First a quick overview of the immune system.
We are born with a fully functional immune system, our innate immune system. We also get another line of defence with our acquired immune system. As the name suggests this one is built up over our lifetime, and adapts to previous infections. As well as this we have antibacterial saliva, tears and stomach acid. Mucus to trap nasties and good gut bacteria who will out-perform bad bacteria if you look after them.
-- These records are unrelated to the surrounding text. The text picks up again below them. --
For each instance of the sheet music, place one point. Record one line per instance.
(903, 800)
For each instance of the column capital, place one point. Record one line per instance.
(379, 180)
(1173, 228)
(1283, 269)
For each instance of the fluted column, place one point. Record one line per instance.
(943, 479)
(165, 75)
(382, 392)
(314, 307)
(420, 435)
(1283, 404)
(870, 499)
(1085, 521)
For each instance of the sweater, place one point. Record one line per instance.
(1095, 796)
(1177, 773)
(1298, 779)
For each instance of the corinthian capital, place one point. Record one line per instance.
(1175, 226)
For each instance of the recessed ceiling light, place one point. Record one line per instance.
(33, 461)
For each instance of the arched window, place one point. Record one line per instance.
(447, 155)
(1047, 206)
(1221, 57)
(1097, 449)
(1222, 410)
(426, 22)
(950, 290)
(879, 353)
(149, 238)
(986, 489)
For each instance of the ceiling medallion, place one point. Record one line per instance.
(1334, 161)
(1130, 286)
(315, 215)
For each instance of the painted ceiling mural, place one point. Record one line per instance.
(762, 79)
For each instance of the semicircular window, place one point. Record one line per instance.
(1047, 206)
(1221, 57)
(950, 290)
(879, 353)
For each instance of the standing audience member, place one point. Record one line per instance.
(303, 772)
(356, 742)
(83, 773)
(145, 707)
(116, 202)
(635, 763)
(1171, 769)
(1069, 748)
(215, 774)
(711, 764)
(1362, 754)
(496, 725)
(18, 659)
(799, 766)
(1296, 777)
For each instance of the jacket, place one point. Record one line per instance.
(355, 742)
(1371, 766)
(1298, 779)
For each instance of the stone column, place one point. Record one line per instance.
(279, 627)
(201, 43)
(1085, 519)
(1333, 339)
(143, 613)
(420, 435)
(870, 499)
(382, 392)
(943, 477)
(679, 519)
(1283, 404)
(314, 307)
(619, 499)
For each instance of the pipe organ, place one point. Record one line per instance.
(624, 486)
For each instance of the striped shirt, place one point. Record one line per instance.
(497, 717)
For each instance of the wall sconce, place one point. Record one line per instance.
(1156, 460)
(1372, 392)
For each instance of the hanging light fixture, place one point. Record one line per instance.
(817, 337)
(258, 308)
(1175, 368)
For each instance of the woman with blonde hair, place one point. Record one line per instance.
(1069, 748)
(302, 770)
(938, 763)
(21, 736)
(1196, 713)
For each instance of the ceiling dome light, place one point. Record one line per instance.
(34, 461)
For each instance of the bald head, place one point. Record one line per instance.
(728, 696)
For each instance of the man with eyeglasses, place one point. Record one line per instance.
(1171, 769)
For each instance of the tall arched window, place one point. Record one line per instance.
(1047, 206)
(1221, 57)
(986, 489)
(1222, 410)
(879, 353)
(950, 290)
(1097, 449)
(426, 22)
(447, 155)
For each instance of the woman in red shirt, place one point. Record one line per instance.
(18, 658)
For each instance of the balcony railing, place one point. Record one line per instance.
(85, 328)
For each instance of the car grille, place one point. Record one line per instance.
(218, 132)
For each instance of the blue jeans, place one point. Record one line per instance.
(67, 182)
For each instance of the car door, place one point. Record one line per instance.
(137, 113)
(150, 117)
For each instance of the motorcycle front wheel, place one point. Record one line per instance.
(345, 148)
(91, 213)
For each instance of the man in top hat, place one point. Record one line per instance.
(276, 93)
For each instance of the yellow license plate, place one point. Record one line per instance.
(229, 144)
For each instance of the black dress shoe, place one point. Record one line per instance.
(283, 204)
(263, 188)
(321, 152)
Our innate immune system is made up of killer cells.
Our acquired immune system is made up of killer cells, helper cells and regulatory cells.
Now exercise can dampen the effect of helper cells. This is bad as the helper cells will decide how the immune system responds to threats. This basically means some athletes during prolonged heavy training will have no anti-viral response. This is why colds are caught during training. The window that you are susceptible to viruses has been shown to be 1-9 hours after training depending on factors such as type of session, intensity etc (Nieman et al., 1995).
During exercise all immune cells are released as the body thinks it is under attack due to the stress incurred. However, after exercise stops, all immune cells are decreased (apart from some killer cells which are released from bone marrow due to the effect of cortisol). So athletes will have a lower than average concentration of immune cells in the blood.
Endurance trained athletes had the highest resting blood levels of IL-10. Now IL-10 is a very important messenger released by helper cells to switch off the immune system.
So what can I do?
Nutrient deficiencies also lead to immune breakdown, and supplementing can help build it back up. Lack of vitamin A, Iron, zinc, copper and selenium are all causes of immune malfunction. Vitamins C, D and E are also important for our immune system. There is a high prevalence of vitamin D deficiency in athletes, vitamin D guards against stress fractures, infectious disease, impaired muscle function and inflammation. Supplementation is never as good as getting sunlight but will help during winter months. Vitamin E has been shown to reduce inflammatory signallers which in turn reduces need for the anti-inflammatory IL-10 (Fischer et al., 2004). 600mg of vitamin C taken after an ultramarathon, lowered the incidence of infections (Peters et al., 1993).
One of the biggest causes for immune breakdown is Protein-energy undernutrition, in short make sure you are eating enough to fuel your training. And if you are eating a lot of healthy nutritious foods, you will be getting more vitamins and minerals into your body. Carbohydrate when consumed during exercise reduces IL-10 levels (Gleeson et al., 2004).
If you are training hard your immune system will be compromised, there is no getting away from that. If you are then not eating enough or getting enough vitamins and minerals in your diet, you will only make a bad situation worse.
One more interesting study, German researchers found that consumption of non-alcoholic beer of 1-1.5 L a day for 3 week before and 2 week after marathon competition reduces postrace inflammation and infections of the upper respiratory tract, theorised to be due to polyphenolic compounds found in beer (Scherr et al., 2012).
So get those (non-alcoholic) beers in.